ふたり輝くとき
「待ってよ!失敗したら、サラはどうなるの!?」
『失敗はしないよ。君だって生きてるでしょ?僕は鏡を使ったけどさ』

そう言われて、ユベールは昨日の謁見の間で自分の気が鏡に吸い込まれたことを思い出した。

『あぁ、心配しないで。吸収した後、反射して戻しておいたから。僕のチャクラは君にちゃんと根付いているみたいだし』

ユベールは複雑な気分になった。

別に力を失っても構わない。無理矢理に詰め込まれたものなど、煩わしいだけだった。だが、今はサラを守るために力が欲しいという思いもあって。

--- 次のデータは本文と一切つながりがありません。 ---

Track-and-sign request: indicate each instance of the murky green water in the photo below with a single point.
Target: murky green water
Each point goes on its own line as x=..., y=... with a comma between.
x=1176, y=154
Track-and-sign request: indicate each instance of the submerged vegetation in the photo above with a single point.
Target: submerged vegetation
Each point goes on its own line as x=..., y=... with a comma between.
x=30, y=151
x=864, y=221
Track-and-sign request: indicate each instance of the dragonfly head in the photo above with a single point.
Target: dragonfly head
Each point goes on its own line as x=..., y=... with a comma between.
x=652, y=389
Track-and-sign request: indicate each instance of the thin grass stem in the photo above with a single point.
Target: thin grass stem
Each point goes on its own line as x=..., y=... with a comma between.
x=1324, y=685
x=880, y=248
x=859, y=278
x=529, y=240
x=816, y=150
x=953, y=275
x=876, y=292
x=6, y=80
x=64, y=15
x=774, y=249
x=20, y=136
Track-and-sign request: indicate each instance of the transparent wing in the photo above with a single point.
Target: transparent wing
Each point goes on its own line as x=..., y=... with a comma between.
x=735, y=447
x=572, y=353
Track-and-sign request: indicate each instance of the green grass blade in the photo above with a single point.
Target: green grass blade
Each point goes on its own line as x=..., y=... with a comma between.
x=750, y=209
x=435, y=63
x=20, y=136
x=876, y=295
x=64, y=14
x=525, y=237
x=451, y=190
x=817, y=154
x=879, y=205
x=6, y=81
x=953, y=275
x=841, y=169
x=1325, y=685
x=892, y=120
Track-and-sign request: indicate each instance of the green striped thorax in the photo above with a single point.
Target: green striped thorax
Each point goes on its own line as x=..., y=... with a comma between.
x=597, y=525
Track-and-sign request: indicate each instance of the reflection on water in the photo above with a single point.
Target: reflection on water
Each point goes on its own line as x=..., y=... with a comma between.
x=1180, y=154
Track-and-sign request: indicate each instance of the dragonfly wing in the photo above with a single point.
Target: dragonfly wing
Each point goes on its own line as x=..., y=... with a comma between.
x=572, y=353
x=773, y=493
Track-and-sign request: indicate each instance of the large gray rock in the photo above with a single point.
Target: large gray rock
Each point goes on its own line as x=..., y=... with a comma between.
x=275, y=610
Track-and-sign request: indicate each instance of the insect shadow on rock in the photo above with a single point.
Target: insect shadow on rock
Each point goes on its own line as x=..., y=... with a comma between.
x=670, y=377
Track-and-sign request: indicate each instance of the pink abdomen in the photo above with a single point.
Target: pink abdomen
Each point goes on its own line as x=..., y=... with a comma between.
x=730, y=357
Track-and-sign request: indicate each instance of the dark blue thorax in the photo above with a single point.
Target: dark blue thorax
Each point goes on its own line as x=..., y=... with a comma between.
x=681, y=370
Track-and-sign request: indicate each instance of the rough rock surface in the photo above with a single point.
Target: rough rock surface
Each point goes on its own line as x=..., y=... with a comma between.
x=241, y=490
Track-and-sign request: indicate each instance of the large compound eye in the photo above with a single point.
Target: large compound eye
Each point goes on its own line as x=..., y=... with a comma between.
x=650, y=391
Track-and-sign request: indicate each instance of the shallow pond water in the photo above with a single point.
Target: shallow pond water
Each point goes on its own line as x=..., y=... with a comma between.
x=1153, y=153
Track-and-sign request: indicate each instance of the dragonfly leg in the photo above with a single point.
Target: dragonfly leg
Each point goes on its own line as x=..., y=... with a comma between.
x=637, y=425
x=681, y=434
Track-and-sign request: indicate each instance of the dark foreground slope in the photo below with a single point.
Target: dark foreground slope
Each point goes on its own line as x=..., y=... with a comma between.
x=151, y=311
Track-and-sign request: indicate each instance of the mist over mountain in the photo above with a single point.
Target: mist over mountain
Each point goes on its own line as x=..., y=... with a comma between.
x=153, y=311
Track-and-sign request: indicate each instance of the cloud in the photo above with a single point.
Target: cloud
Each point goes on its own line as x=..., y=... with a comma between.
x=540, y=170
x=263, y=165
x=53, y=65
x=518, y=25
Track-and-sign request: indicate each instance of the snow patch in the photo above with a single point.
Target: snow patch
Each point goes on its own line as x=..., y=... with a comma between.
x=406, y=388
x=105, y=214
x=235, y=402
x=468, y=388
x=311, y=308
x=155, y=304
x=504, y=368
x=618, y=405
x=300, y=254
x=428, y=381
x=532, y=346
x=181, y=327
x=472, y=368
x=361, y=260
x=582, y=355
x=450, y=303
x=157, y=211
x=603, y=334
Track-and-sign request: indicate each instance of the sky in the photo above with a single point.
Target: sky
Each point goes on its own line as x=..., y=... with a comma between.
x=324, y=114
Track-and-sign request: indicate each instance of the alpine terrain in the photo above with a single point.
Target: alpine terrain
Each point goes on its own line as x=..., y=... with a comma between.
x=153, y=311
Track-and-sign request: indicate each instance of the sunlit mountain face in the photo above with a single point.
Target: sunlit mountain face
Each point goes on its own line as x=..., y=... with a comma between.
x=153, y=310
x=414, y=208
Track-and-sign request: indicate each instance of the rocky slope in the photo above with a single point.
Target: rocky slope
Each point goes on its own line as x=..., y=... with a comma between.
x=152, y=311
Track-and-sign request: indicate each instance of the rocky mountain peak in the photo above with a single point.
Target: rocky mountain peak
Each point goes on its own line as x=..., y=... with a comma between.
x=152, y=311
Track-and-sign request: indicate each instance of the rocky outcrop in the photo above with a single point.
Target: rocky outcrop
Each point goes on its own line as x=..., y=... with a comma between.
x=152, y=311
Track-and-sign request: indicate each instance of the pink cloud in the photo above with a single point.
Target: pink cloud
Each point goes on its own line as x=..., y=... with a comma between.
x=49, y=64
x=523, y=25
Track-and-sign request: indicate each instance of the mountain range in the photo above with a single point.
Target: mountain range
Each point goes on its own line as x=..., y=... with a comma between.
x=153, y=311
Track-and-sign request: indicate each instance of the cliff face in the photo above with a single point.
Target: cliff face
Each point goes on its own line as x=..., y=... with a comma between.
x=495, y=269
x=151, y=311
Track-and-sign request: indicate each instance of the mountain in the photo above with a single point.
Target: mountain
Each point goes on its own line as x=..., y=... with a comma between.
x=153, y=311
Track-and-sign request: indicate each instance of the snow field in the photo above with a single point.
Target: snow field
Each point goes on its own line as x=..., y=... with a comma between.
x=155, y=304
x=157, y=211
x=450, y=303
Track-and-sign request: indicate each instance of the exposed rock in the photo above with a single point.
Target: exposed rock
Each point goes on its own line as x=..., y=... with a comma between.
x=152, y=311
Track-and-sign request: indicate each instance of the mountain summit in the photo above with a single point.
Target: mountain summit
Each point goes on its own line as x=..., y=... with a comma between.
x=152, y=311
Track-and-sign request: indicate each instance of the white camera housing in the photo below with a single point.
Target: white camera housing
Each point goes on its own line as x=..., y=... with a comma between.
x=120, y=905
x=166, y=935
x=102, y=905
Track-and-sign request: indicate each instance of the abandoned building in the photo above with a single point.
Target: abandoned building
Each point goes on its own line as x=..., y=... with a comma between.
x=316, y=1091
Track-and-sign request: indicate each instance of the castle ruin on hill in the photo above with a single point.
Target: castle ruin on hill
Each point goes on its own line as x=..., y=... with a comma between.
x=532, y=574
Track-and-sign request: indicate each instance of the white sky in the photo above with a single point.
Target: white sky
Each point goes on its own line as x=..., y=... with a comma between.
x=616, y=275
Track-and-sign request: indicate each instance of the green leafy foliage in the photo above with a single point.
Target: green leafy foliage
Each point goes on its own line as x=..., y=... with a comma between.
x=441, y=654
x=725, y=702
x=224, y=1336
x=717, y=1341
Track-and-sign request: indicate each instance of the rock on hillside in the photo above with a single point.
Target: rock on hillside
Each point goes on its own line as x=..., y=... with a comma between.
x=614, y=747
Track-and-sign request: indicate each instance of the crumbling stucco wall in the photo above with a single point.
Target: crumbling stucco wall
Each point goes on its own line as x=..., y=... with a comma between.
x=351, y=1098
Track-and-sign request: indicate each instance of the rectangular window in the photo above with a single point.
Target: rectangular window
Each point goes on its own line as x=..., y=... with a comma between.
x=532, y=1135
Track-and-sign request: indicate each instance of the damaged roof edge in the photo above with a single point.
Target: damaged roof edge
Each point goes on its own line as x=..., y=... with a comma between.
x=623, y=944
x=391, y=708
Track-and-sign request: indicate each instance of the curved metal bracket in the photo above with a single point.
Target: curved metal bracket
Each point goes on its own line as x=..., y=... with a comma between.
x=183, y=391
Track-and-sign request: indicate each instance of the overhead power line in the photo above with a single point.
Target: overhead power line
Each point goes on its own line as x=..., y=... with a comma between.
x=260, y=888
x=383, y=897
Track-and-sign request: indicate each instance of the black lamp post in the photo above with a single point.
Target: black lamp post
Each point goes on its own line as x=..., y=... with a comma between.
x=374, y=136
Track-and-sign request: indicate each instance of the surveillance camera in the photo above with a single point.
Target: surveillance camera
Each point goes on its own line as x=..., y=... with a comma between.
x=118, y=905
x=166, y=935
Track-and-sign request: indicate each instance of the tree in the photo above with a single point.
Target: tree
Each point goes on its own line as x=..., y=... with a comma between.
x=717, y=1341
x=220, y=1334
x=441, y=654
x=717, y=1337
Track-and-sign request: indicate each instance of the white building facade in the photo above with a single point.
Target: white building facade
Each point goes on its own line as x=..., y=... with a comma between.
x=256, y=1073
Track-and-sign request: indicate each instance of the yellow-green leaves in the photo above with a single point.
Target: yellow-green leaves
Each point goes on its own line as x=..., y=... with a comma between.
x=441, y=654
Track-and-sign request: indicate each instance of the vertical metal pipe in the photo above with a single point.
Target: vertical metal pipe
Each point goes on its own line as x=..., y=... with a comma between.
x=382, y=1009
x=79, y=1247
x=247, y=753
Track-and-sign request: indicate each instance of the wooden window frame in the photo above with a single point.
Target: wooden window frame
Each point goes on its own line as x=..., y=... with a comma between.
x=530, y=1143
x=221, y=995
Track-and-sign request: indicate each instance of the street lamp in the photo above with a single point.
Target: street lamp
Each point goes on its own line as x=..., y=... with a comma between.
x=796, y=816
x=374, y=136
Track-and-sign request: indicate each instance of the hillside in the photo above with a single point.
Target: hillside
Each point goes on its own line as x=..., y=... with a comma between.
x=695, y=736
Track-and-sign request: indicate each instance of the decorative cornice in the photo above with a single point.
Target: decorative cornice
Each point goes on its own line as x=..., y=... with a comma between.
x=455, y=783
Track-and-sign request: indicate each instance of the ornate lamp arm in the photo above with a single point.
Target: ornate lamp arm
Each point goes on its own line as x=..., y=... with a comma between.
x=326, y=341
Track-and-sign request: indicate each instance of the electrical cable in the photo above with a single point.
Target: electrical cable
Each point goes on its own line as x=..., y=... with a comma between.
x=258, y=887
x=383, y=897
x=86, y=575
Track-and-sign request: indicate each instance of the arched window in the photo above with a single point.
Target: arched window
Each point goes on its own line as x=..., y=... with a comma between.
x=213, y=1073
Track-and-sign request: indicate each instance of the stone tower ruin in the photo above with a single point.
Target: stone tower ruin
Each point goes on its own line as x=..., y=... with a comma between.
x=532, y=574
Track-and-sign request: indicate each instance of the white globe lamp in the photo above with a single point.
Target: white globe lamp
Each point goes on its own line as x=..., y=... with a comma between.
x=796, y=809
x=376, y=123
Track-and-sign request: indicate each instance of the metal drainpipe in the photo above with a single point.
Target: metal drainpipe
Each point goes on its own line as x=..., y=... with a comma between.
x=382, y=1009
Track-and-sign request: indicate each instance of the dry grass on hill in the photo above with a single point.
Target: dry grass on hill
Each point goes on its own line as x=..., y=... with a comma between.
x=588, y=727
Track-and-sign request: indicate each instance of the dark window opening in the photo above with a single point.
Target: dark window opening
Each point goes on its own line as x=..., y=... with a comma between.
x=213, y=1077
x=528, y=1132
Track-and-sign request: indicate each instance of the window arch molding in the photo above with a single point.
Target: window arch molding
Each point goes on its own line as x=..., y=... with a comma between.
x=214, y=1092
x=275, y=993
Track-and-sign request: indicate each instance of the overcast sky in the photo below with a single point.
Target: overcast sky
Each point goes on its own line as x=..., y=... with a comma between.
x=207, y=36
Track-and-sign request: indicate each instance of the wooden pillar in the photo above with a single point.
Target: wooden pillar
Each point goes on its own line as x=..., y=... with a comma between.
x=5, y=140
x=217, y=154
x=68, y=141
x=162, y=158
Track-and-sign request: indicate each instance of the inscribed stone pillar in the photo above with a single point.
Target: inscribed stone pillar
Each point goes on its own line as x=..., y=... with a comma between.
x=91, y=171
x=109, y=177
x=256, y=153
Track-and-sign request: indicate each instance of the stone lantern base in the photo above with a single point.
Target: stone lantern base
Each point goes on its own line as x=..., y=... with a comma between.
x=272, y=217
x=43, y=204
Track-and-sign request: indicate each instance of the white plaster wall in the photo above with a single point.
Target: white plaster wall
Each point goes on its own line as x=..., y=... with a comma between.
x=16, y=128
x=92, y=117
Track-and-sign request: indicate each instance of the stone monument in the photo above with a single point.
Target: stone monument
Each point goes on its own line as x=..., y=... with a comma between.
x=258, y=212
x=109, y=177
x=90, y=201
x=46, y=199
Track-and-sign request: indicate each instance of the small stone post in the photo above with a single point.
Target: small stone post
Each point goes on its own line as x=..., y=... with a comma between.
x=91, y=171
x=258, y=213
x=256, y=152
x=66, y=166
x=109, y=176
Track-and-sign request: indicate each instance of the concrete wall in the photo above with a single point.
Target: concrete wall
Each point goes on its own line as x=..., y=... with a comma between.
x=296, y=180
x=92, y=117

「サラ様をお守りするには、必要かもしれませんよ。貴方が……私の察する通りのことをするおつもりならば、尚更」

それまで黙って成り行きを見守っていたクロヴィスが静かに言った。ユベールはチラリとクロヴィスに視線を向けて、すぐに戻した。

またユベールの心を見透かして……けれど不思議と、ムカつく、とは思わなかった。

「……うん」

ユベールはかすかに声を出す。そして――

『じゃあ、いくわよ――デジネール』

サラ女王の声が響き、サラの額がゆっくりと優しい光を放ってユベールの部屋を照らした。